In the newest Apple developments, Apple iPhone and iPad have been found with a new bug that renders the devices’ ability to connect via a WiFi network non-functional.
Unique SSID disrupts Apple iPhone and iPad:
Found by engineer Carl Schou, the details of the Apple iPhone and iPad bug were shared via Twitter by the engineer that showcased the nature of the iPhone’s WiFi having rendered completely dysfunctional after a very specific WiFi name was logged into the iPhone.
It was observed that when a Wifi network with the SSID “%p%s%s%s%s%n” was entered into a user’s iPhone or iPad, the entire functionality of the iPhone became disabled at that instant.
What is even more concerning is that the conclusion that if even the users attempt to change the SSID name or reboot the device, the iPhone or iPad bug endures.
Additionally, the bug also impacts system networking features like Apple AirDrop that were detected to have stopped operating after encountering the vulnerability.
Taking into consideration all the device security and functionality risks that are posed by the specific SSID, security experts have recommended users to avoid any WiFi network with the same name as well as remain vary of a network name sharing similar SSIDs.

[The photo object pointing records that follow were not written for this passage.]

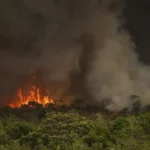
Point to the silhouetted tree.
(42, 114)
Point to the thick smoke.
(78, 45)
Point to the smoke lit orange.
(34, 95)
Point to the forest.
(76, 127)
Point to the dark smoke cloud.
(79, 46)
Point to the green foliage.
(74, 131)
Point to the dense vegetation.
(78, 127)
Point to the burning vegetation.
(32, 94)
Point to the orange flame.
(34, 95)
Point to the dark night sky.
(137, 14)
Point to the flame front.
(34, 96)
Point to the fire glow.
(34, 96)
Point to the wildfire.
(33, 95)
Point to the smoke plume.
(80, 47)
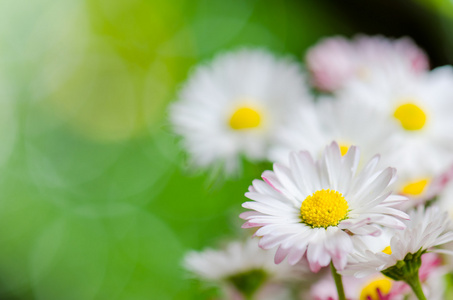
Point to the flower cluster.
(333, 196)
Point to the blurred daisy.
(379, 287)
(230, 108)
(427, 229)
(335, 61)
(347, 122)
(316, 208)
(419, 108)
(244, 270)
(421, 184)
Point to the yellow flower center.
(411, 116)
(324, 208)
(387, 250)
(415, 188)
(343, 149)
(376, 288)
(245, 118)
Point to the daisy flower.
(419, 108)
(243, 269)
(335, 61)
(376, 286)
(426, 229)
(316, 208)
(347, 122)
(229, 108)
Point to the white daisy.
(230, 107)
(335, 61)
(419, 108)
(243, 268)
(347, 122)
(378, 286)
(426, 229)
(316, 208)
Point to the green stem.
(338, 282)
(414, 283)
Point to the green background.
(96, 198)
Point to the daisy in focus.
(244, 270)
(315, 209)
(427, 229)
(230, 108)
(335, 61)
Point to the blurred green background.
(96, 199)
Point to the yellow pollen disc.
(411, 116)
(415, 188)
(387, 250)
(344, 149)
(375, 289)
(324, 208)
(245, 118)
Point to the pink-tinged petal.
(281, 254)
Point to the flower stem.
(338, 283)
(414, 283)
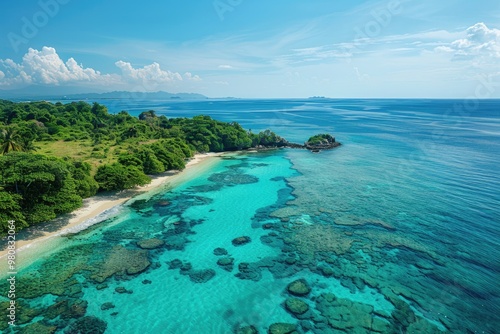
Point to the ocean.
(396, 231)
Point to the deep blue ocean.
(396, 231)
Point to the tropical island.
(54, 155)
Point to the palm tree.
(9, 141)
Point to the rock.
(37, 328)
(381, 326)
(107, 306)
(150, 243)
(121, 260)
(241, 241)
(326, 271)
(296, 306)
(175, 264)
(299, 288)
(88, 324)
(226, 263)
(220, 251)
(66, 309)
(246, 330)
(282, 328)
(201, 276)
(121, 289)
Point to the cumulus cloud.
(480, 41)
(147, 74)
(46, 67)
(190, 76)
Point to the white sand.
(96, 205)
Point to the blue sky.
(253, 48)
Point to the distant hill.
(136, 95)
(74, 93)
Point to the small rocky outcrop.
(282, 328)
(241, 241)
(150, 243)
(201, 276)
(88, 324)
(107, 306)
(226, 263)
(299, 288)
(220, 251)
(322, 141)
(296, 306)
(246, 330)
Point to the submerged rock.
(233, 177)
(246, 330)
(38, 328)
(150, 243)
(282, 328)
(202, 276)
(299, 288)
(296, 306)
(107, 306)
(88, 324)
(227, 263)
(241, 241)
(121, 260)
(220, 251)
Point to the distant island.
(53, 155)
(160, 95)
(51, 93)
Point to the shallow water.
(400, 224)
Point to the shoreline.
(93, 207)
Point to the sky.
(253, 48)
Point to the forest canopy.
(52, 155)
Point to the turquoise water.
(396, 231)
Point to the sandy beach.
(95, 206)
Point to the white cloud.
(45, 67)
(149, 74)
(190, 76)
(480, 41)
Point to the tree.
(9, 139)
(10, 209)
(44, 185)
(118, 177)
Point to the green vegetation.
(320, 139)
(54, 155)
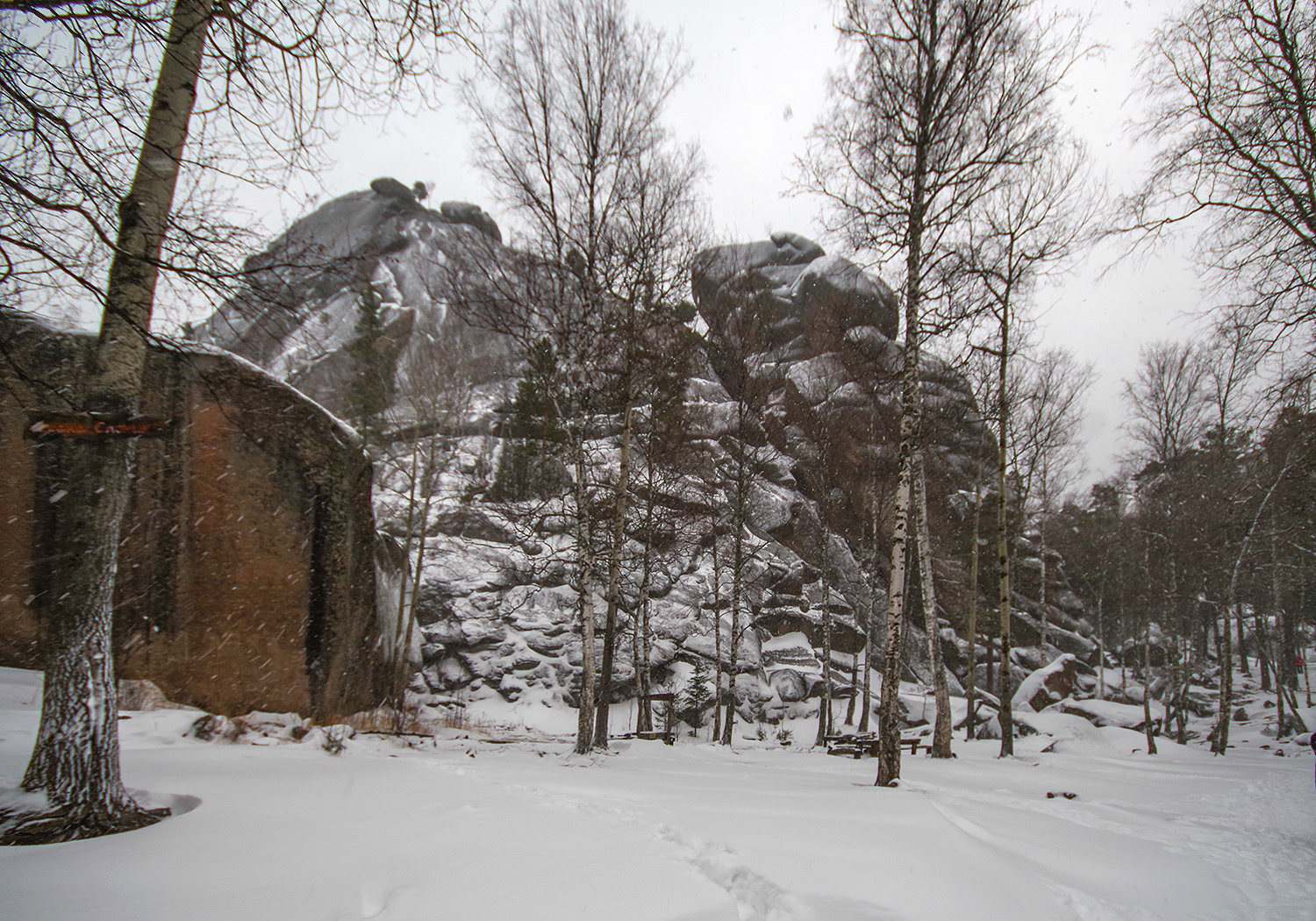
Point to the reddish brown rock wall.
(247, 575)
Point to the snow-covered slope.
(495, 610)
(458, 828)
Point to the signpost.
(97, 428)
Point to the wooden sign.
(95, 428)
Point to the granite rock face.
(805, 336)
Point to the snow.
(1029, 687)
(462, 828)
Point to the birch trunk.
(826, 697)
(1003, 600)
(941, 726)
(1147, 687)
(407, 625)
(889, 732)
(75, 757)
(718, 644)
(970, 678)
(584, 562)
(610, 624)
(737, 566)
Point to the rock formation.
(808, 336)
(247, 575)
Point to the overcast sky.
(757, 86)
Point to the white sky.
(758, 84)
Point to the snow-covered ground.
(474, 831)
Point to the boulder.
(1048, 684)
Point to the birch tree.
(569, 126)
(939, 97)
(275, 70)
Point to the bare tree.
(1232, 84)
(434, 391)
(940, 97)
(1168, 400)
(1033, 221)
(569, 125)
(290, 65)
(1048, 455)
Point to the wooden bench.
(868, 744)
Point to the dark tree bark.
(75, 758)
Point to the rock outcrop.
(805, 336)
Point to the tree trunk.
(1003, 599)
(889, 731)
(1220, 739)
(408, 624)
(404, 583)
(826, 697)
(737, 568)
(718, 642)
(1041, 589)
(868, 629)
(584, 562)
(941, 728)
(855, 689)
(1242, 646)
(75, 757)
(1147, 686)
(970, 678)
(610, 624)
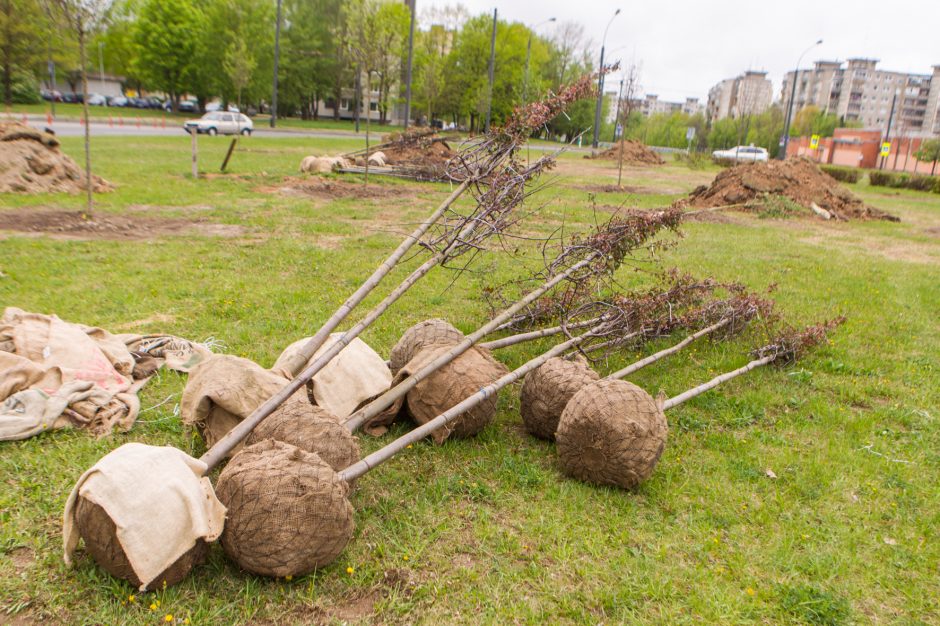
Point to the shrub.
(842, 174)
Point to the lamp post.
(600, 83)
(492, 70)
(786, 124)
(411, 52)
(528, 55)
(894, 100)
(277, 56)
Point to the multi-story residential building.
(748, 94)
(857, 90)
(652, 105)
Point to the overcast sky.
(686, 46)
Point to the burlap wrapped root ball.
(611, 433)
(310, 428)
(101, 541)
(450, 385)
(547, 390)
(423, 334)
(288, 512)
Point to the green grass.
(492, 532)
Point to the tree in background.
(23, 35)
(167, 36)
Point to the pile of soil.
(421, 150)
(798, 180)
(634, 152)
(81, 225)
(31, 162)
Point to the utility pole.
(492, 69)
(600, 84)
(894, 100)
(277, 56)
(617, 115)
(786, 125)
(411, 52)
(528, 56)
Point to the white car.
(741, 154)
(220, 122)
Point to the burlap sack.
(354, 375)
(160, 502)
(433, 332)
(222, 391)
(444, 388)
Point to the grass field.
(488, 530)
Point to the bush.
(903, 180)
(842, 174)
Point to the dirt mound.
(81, 225)
(634, 152)
(798, 180)
(31, 162)
(328, 188)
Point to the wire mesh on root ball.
(427, 333)
(449, 385)
(547, 390)
(611, 433)
(288, 511)
(311, 429)
(101, 541)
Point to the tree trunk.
(82, 57)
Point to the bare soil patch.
(31, 162)
(331, 189)
(81, 225)
(634, 152)
(798, 180)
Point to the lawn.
(488, 530)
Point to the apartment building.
(748, 94)
(652, 105)
(857, 90)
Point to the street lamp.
(528, 55)
(600, 83)
(786, 125)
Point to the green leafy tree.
(167, 34)
(23, 33)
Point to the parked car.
(217, 106)
(741, 154)
(220, 122)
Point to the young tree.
(82, 17)
(167, 36)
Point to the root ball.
(421, 335)
(547, 390)
(310, 428)
(100, 535)
(611, 433)
(451, 384)
(287, 510)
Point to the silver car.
(220, 123)
(743, 154)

According to Apple experts, the bug does not affect the hardware of the devices, thereby evading any critical hazards. The issue is expected to be patched in a future iOS update.
How to fix this issue?:
In a scenario where an iPhone or iPad user may have fallen prey to the issue, there is a recommended workaround where users can head on the device’s Settings, select the General option and click on reset. The user can then click on Reset Network Settings. This method should essentially reset all saved network settings, including saved passwords, and VPN settings. Subsequently, the user will observe that they have regained WiFi functionality after the reset.